Arizona law states: “A child custody proceeding may also be commenced in the Superior Court by a person other than a legal parent by filing a verified petition, or by a petition supported by an affidavit, in the county in which the child is permanently resident or is found. The petition shall include detailed facts supporting the petitioner’s right to file the petition. The petitioner shall provide notice. … Notice shall include a copy of the petition and any affidavits.

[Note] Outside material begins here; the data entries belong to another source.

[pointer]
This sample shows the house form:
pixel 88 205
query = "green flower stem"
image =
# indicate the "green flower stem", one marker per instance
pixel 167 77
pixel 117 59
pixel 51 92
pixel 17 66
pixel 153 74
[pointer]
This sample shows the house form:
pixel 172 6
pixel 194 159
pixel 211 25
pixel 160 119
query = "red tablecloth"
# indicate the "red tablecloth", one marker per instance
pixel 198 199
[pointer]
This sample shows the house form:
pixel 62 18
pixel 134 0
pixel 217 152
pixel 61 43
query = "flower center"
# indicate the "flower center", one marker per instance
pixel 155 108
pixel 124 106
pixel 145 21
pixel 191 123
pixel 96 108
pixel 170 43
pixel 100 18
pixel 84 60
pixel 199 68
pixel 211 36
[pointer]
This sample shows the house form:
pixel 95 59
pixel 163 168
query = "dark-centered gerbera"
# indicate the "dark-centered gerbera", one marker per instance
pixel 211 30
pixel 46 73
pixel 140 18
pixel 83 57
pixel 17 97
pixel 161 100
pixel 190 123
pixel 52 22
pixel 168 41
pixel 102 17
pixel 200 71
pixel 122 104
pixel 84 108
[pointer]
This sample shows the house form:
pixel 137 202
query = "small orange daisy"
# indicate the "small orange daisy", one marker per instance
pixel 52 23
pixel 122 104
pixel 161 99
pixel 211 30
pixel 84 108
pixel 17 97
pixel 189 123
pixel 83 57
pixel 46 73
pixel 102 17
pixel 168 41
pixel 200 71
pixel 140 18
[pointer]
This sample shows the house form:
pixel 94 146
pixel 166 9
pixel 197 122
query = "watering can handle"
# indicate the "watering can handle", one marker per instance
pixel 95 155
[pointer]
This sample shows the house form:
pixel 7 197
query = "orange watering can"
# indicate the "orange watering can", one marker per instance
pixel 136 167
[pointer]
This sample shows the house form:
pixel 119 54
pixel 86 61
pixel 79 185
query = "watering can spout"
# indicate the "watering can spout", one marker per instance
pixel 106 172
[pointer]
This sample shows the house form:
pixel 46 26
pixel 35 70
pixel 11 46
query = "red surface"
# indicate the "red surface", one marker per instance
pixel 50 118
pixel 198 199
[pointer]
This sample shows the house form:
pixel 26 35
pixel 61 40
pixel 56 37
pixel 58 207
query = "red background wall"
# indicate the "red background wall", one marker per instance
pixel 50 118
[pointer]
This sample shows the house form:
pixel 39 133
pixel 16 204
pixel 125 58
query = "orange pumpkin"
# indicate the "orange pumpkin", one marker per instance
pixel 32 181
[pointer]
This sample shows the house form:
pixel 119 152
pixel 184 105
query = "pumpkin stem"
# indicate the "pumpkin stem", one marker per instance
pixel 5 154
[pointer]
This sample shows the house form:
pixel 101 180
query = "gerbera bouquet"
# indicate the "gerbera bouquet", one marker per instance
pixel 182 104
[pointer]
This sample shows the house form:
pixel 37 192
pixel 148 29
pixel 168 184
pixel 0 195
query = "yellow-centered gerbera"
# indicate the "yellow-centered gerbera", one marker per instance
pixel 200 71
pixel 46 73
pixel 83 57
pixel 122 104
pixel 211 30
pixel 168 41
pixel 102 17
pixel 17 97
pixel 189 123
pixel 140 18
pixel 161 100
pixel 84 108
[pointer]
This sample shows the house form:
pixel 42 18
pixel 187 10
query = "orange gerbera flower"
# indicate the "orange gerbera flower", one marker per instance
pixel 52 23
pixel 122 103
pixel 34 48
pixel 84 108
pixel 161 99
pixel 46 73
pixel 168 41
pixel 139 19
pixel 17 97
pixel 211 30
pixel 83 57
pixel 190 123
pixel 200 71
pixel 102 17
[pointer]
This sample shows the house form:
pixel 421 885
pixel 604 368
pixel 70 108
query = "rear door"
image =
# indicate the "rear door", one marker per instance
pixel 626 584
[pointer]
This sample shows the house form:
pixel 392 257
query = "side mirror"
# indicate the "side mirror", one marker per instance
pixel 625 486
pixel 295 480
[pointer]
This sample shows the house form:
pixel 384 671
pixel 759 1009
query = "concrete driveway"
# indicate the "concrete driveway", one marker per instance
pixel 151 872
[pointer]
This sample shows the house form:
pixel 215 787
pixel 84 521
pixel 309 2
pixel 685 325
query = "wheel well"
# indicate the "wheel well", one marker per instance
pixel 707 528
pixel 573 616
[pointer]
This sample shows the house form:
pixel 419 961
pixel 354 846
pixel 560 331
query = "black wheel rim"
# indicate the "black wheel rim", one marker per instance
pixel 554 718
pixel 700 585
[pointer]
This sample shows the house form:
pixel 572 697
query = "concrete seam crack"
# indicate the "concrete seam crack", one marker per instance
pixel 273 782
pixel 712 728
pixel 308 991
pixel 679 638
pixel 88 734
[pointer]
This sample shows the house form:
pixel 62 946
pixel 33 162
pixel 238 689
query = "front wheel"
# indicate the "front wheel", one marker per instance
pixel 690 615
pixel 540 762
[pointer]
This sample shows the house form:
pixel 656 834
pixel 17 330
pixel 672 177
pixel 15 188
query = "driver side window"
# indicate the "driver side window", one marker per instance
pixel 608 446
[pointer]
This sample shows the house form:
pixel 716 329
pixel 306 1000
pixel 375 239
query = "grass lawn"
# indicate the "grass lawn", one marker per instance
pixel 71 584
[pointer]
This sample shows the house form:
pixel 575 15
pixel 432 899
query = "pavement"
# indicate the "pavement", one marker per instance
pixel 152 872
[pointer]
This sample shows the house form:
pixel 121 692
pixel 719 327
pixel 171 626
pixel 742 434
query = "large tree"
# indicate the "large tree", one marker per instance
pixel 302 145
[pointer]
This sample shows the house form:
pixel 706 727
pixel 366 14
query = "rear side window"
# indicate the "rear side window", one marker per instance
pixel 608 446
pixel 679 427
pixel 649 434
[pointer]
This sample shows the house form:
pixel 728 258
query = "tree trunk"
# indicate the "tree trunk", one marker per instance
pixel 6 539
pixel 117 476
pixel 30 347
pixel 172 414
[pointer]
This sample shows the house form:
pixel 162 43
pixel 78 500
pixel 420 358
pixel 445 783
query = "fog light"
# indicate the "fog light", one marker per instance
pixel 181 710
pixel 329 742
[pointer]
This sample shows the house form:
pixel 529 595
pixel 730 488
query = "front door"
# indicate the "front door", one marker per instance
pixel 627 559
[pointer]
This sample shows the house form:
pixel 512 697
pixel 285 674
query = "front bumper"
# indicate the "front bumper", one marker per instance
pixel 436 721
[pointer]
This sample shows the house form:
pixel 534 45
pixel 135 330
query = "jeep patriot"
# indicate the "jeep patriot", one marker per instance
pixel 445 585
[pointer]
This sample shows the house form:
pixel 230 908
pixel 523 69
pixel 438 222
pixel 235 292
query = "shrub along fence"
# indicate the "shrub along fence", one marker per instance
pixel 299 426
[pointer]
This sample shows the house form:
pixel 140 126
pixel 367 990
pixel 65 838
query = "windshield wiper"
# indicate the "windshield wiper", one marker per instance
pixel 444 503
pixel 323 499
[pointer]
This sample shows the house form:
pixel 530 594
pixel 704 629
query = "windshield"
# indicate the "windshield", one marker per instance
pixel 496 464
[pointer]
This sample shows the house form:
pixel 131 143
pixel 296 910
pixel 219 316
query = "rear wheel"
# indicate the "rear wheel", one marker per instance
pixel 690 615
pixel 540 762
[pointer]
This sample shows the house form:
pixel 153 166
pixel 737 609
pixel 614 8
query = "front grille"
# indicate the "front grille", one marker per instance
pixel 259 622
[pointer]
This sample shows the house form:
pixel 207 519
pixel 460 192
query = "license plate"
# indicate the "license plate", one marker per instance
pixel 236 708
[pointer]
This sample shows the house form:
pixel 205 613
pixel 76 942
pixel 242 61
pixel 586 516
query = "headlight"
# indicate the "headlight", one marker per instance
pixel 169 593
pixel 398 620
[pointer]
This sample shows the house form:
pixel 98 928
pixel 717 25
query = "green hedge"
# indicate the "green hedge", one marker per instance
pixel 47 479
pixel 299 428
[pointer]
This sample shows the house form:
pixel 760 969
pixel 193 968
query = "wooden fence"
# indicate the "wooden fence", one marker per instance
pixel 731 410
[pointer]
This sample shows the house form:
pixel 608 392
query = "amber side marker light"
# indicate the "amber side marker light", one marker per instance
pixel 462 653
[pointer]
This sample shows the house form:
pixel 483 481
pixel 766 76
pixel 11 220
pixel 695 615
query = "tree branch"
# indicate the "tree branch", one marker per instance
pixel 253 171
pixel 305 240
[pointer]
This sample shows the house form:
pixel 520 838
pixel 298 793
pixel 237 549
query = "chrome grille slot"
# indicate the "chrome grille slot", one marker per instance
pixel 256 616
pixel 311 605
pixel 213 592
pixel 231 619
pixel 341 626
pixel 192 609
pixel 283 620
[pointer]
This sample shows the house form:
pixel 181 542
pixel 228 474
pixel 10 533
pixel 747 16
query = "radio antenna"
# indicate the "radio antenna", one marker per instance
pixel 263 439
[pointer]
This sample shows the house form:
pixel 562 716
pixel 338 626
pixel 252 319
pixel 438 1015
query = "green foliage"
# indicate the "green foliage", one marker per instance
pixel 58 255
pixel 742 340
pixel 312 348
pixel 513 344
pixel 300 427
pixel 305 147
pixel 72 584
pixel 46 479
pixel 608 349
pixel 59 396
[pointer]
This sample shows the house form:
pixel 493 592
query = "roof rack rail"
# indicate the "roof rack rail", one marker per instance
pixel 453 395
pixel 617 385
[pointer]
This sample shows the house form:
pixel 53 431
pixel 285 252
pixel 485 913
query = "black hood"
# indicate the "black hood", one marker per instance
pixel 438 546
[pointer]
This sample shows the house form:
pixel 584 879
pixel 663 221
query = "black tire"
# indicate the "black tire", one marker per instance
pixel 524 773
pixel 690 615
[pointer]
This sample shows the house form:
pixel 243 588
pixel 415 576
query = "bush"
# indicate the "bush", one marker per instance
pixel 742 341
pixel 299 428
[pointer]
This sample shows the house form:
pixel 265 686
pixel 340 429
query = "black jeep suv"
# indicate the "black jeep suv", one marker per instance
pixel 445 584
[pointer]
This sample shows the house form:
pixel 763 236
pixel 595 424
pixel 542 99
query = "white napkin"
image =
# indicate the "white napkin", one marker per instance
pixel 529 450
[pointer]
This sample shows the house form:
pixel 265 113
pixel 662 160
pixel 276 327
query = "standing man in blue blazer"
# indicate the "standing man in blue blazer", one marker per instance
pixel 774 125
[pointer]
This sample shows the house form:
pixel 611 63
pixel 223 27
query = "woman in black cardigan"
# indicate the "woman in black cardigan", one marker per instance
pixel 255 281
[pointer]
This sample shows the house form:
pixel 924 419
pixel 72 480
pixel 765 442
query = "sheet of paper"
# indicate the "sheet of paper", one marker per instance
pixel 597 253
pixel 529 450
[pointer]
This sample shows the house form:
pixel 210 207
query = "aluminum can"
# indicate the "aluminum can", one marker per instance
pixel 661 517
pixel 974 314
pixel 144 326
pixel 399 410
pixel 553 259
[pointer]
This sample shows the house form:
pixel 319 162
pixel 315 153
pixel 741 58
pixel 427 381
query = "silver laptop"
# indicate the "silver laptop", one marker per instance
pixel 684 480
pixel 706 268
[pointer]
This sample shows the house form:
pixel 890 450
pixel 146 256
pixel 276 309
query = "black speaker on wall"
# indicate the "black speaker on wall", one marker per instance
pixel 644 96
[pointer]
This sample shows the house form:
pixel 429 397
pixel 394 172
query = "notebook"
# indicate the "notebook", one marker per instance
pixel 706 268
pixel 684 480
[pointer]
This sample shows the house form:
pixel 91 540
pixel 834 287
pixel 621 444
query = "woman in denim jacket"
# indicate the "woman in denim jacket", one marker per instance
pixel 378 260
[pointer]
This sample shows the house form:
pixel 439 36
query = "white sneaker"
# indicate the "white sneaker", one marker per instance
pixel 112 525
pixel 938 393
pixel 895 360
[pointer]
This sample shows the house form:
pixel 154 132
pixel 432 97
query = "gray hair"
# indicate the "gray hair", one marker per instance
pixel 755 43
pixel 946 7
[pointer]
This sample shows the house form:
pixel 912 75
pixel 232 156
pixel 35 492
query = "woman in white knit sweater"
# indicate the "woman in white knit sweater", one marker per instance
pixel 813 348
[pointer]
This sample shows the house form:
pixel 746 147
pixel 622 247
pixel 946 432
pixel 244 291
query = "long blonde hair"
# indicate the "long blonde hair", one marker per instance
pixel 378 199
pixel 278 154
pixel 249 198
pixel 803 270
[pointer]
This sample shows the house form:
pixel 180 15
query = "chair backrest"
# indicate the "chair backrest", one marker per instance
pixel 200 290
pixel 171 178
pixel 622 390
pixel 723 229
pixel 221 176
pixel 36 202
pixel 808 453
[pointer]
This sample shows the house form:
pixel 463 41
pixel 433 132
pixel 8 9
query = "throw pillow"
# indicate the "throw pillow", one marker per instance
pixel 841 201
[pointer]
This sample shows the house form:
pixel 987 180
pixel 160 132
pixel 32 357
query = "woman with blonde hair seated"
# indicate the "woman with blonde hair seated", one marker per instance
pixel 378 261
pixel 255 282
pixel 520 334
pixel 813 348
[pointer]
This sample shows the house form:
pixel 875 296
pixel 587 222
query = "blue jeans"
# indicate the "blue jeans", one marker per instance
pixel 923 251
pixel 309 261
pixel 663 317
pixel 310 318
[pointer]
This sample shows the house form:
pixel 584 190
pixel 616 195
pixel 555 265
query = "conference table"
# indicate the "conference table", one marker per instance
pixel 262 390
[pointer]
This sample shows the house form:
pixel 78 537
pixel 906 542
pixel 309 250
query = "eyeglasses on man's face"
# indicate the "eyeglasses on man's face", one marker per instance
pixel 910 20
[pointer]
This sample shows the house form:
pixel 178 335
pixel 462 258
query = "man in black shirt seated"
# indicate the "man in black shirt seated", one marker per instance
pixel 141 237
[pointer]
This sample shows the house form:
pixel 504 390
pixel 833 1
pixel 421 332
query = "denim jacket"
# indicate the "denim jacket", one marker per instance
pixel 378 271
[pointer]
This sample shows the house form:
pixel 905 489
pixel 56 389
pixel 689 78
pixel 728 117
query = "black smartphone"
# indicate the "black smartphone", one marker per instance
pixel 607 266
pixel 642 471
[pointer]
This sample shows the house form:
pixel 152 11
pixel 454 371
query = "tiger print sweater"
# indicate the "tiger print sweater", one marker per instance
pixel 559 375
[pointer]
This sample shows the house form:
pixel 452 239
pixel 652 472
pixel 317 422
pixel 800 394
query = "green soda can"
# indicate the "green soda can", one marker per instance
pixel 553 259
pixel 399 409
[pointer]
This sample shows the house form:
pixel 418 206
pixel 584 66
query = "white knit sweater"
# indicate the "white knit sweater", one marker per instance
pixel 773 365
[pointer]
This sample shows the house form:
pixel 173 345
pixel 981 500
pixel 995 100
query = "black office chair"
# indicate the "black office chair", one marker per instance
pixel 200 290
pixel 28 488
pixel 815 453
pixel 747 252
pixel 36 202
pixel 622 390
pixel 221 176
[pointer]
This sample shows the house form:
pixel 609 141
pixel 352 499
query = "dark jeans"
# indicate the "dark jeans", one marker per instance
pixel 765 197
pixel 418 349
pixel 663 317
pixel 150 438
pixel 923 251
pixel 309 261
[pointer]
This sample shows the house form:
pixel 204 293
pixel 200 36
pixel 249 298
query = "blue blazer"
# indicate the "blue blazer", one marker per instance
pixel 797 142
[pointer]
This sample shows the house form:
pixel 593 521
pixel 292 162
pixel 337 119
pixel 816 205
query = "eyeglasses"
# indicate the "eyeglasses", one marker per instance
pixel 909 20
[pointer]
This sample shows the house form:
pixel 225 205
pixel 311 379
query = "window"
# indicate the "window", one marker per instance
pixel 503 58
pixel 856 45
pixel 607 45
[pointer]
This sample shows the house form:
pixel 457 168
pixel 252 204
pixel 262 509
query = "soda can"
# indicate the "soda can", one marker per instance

The court shall summarily deny a petition unless it finds that the petitioner by the pleadings established that all of the following are true: 1) The person filing the petition stands in loco parentis to the child; 2) It would be significantly detrimental to the child to remain or be placed in the custody of either of the child’s living legal parents who wish to retain or obtain custody; 3) A court of competent jurisdiction has not entered or approved an order concerning the child’s custody within one year before the person filed a petition, … unless there is reason to believe the child’s present environment may seriously endanger the child’s physical, mental, moral or emotional health; 4) One of the following applies: a) One of the legal parents is deceased; b) The child’s legal parents are not married to each other at the time the petition is filed; c) There is a pending proceeding for dissolution of marriage or for legal separation of the legal parents at the time the petition is filed.

“If a person other than a child’s legal parent is seeking custody, there is a rebuttable presumption that it is in the child’s best interest to award custody to a legal parent because of the physical, psychological and emotional needs of the child to be reared by the child’s legal parent. To rebut this presumption, that person must show by clear and convincing evidence that awarding custody to a legal parent is not in the child’s best interests.

“The Superior Court may grant a person who stands in loco parentis to a child, including grandparents and great-grandparents, … reasonable visitation rights to the child on a finding that the visitation is in the child’s best interests and that any of the following is true: 1) One of the legal parents is deceased or has been missing at least three months; 2) The child’s legal parents are not married to each other at the time the petition is filed; 3) There is a pending proceeding for dissolution of marriage or for legal separation of the legal parents at the time the petition is filed.

“A grandparent, a great-grandparent or a person who stands in loco parentis to a child may bring a proceeding for visitation rights with a child by filing a verified petition in the county in which the child is permanently resident or is found.

“Notice of a custody or visitation proceeding … shall be served … to all of the following: 1) The child’s parents; 2) A person who has court ordered custody or visitation rights; 3) The child’s guardian or guardian ad litem; 4) A person or agency that has physical custody of the child or that claims to have custody or visitation rights; 5) Any other person or agency that has previously appeared in the action.

“A person shall file proceedings for custody or visitation under this chapter in the same action in which the legal parents had their marriage dissolved or any other proceeding in which a previous custody order has been entered regarding the child. …

“‘In loco parentis’ means a person who has been treated as a parent by the child and who has formed a meaningful parental relationship with the child for a substantial period of time. … ‘Legal parent’ means a biological or adoptive parent whose parental rights have not been terminated.”

Citations: ARIZ. REV. STAT., Title 25, Ch. 4, Art. 1; ARIZ. REV. STAT. §25-403; ARIZ. REV. STAT. §25-408; In the matter of the Appeal in Pima County Juvenile Action B-10489, 727 P.2d 830 (Ariz. Ct. App. 1986); ARIZ. REV. STAT. §25-415.